Raul Hernandez Ochoa
2 min readJan 19, 2021

Wyze’s lean operations & tech innovation is remarkable.

You may not be selling IoT technology or smart home cameras. You might not even be selling products at all, perhaps only providing services.

However, let’s focus on some of the strategic principles Wyze executed and see how you can adapt these principles in your business.

Here’s a strategic look at what Wyze did:

Change the Status Quo

Great smart home products don’t have to be expensive (their promise)

Wyze’s flagship camera was only 1/10th of the price of most smart home cameras on the market and they still added more value with their technology at the low cost.

Low cost, for them, didn’t mean cheap, but it did raise the “too good to be true” flag. But at $20, it’s worth the risk to test for customers. This made it a low barrier to entry for customers and executed on Wyze’s goal to go after mass market appeal.

What’s your strategic goal and your promise to customers?

Gain Trust & Build Loyalty

If Wyze Cam was just another “cheap product”, it would not have sold 1 million cameras in its first year.

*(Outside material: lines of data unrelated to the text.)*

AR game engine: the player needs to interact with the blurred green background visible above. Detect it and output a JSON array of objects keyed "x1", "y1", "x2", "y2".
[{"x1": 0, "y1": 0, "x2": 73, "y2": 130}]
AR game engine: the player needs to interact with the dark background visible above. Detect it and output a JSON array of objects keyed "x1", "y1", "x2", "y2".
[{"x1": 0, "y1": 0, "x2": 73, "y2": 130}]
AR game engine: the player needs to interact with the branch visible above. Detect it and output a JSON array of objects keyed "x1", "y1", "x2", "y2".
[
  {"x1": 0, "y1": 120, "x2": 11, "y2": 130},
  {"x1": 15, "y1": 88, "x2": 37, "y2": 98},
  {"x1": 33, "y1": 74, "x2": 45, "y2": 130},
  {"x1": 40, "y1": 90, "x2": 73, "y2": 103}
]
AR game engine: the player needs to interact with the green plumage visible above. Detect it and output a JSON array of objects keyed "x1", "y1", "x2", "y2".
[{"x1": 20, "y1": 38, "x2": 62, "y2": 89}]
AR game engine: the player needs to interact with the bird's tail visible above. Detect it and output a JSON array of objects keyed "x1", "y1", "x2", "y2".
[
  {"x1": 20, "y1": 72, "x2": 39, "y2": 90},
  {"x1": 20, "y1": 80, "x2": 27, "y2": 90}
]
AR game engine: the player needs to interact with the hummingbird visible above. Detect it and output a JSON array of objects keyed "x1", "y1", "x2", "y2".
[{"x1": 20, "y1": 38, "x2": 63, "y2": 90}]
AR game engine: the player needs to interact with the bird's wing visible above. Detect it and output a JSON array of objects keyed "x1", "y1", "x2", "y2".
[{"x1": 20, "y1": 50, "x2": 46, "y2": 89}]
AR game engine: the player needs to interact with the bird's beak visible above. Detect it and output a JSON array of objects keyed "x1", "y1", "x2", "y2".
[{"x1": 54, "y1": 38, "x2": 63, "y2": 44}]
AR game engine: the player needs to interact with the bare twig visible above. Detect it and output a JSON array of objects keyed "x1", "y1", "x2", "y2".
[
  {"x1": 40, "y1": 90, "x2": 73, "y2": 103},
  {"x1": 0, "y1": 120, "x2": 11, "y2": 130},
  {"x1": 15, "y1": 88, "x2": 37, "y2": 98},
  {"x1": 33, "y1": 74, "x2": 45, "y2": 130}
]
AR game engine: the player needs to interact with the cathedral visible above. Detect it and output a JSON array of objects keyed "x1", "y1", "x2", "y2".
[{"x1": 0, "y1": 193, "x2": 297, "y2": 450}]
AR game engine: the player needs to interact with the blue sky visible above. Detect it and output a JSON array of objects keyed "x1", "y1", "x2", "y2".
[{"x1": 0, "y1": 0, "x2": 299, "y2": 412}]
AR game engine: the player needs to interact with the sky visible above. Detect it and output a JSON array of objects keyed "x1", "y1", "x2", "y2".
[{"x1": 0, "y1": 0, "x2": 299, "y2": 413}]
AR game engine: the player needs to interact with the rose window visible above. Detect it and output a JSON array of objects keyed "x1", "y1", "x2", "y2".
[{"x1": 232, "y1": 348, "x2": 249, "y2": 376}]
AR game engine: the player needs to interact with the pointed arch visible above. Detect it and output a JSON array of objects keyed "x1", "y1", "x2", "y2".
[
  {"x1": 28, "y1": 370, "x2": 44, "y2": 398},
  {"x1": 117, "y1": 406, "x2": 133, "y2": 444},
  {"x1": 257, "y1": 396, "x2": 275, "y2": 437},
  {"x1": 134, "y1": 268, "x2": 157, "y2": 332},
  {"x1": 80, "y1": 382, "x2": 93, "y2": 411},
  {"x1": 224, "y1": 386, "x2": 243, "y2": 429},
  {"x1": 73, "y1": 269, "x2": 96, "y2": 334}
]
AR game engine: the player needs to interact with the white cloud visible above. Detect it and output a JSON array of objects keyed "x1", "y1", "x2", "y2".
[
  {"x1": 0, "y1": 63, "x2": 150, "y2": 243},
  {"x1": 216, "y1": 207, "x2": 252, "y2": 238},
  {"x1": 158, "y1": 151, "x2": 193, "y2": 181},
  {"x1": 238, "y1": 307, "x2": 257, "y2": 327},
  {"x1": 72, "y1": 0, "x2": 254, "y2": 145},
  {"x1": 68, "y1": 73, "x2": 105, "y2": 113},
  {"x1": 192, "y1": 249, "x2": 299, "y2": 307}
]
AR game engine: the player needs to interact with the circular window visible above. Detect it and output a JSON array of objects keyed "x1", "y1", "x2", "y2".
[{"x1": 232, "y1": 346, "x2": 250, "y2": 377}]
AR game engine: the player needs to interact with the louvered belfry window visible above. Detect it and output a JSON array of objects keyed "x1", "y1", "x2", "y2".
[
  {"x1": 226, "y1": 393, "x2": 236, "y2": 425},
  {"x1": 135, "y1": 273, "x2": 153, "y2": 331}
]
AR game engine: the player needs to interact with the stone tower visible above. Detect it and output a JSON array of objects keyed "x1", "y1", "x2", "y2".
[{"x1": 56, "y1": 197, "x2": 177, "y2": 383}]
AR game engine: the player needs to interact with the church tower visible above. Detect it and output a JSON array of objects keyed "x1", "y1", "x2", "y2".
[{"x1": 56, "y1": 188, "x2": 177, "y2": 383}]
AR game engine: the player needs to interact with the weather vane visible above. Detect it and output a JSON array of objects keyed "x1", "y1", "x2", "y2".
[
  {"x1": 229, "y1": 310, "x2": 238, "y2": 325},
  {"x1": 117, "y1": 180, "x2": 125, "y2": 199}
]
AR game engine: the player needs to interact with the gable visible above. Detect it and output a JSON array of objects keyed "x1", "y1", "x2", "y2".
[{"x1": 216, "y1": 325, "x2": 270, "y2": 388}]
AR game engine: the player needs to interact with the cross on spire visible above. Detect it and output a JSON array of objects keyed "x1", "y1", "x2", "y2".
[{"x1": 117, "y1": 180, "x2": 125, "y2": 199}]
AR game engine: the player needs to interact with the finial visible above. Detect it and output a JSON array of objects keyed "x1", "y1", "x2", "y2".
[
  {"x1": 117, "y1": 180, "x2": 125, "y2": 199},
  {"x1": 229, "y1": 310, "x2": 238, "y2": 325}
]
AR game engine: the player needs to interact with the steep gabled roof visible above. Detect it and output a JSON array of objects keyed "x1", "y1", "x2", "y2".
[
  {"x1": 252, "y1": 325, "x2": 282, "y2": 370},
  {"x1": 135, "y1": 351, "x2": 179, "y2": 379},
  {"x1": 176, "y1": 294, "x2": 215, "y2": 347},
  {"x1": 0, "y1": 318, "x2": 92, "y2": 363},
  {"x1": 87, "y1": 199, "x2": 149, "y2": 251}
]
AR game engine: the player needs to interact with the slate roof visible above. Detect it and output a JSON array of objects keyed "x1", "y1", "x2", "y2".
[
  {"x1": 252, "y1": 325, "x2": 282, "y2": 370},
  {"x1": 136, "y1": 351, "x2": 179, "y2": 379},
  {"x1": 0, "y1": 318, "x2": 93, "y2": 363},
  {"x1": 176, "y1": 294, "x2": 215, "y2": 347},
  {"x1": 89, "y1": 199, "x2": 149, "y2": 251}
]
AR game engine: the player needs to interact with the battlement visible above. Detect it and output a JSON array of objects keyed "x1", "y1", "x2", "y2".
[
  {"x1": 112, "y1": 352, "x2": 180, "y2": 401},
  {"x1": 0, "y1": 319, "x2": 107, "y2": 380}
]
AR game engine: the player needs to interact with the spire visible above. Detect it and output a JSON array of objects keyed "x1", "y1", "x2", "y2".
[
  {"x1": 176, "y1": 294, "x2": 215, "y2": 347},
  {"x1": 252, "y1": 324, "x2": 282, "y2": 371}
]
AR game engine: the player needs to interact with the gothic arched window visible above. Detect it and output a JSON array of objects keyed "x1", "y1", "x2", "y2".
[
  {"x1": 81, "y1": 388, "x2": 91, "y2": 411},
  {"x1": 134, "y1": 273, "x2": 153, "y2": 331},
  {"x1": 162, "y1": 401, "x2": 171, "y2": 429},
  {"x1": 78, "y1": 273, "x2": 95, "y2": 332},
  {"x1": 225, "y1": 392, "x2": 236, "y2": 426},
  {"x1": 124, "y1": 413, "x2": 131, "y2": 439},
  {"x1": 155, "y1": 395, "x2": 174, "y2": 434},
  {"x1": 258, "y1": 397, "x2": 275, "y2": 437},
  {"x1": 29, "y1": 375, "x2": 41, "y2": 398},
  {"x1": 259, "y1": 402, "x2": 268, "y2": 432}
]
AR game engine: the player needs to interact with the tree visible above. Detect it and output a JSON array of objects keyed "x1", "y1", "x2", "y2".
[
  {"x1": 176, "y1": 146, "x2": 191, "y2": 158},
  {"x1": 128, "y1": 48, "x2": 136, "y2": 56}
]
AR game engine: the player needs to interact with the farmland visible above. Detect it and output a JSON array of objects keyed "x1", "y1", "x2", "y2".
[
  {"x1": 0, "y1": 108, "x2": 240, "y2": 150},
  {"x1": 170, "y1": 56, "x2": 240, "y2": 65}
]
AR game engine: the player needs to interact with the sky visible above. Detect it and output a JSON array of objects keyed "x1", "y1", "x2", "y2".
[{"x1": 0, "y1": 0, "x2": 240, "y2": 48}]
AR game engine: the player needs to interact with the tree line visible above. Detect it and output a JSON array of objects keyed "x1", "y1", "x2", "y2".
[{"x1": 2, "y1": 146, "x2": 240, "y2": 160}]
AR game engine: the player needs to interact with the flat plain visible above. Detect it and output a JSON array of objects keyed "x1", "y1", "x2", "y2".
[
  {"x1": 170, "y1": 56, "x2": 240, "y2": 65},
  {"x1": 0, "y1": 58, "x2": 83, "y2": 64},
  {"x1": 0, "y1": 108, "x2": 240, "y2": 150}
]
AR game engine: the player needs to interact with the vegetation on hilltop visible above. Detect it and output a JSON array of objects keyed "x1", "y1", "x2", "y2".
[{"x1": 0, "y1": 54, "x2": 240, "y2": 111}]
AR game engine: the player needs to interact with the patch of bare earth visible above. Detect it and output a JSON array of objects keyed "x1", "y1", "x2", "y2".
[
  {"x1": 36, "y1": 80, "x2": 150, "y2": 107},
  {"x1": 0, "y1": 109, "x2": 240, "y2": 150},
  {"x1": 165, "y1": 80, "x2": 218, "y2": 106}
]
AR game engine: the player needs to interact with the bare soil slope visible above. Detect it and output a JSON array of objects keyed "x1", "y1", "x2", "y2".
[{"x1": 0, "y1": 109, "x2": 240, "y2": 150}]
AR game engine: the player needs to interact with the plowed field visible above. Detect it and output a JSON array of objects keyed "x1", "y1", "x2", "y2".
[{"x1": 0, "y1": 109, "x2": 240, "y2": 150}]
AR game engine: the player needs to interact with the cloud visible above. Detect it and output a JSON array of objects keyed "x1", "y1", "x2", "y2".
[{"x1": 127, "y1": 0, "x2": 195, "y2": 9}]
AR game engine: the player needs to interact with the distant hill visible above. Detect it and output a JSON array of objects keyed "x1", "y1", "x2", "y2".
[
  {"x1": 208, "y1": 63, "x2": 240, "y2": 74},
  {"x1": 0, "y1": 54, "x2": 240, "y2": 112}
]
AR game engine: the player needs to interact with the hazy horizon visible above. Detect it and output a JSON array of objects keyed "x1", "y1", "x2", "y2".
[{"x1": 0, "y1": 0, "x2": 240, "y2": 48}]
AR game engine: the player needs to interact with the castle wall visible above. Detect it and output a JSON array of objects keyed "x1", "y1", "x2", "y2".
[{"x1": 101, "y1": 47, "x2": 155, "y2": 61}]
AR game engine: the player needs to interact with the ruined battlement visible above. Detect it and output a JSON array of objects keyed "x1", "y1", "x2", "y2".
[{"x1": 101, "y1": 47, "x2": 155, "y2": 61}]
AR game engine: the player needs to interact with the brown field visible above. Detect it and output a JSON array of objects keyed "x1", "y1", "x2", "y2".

They backed their promise by delivering a camera that works and supports their promise. This delighted customers.

Let your product (your work) speak for itself and let your positioning (your promise) live up to the expectation.

Grow A Community of Customers & Provide More Value

Wyze focused on making a profit on every camera it sold (even if it was “razor-thin” profit). Growing and nurturing a community (of paying customers) based on trust creates relationships and opens the door to new opportunities. Wyze offered more ways to add more value to their customers by selling new products and services to their existing customer base.

It’s far cheaper and more profitable to sell to existing customers.

How can you acquire customers profitably and how are you adding more value to your existing customer base?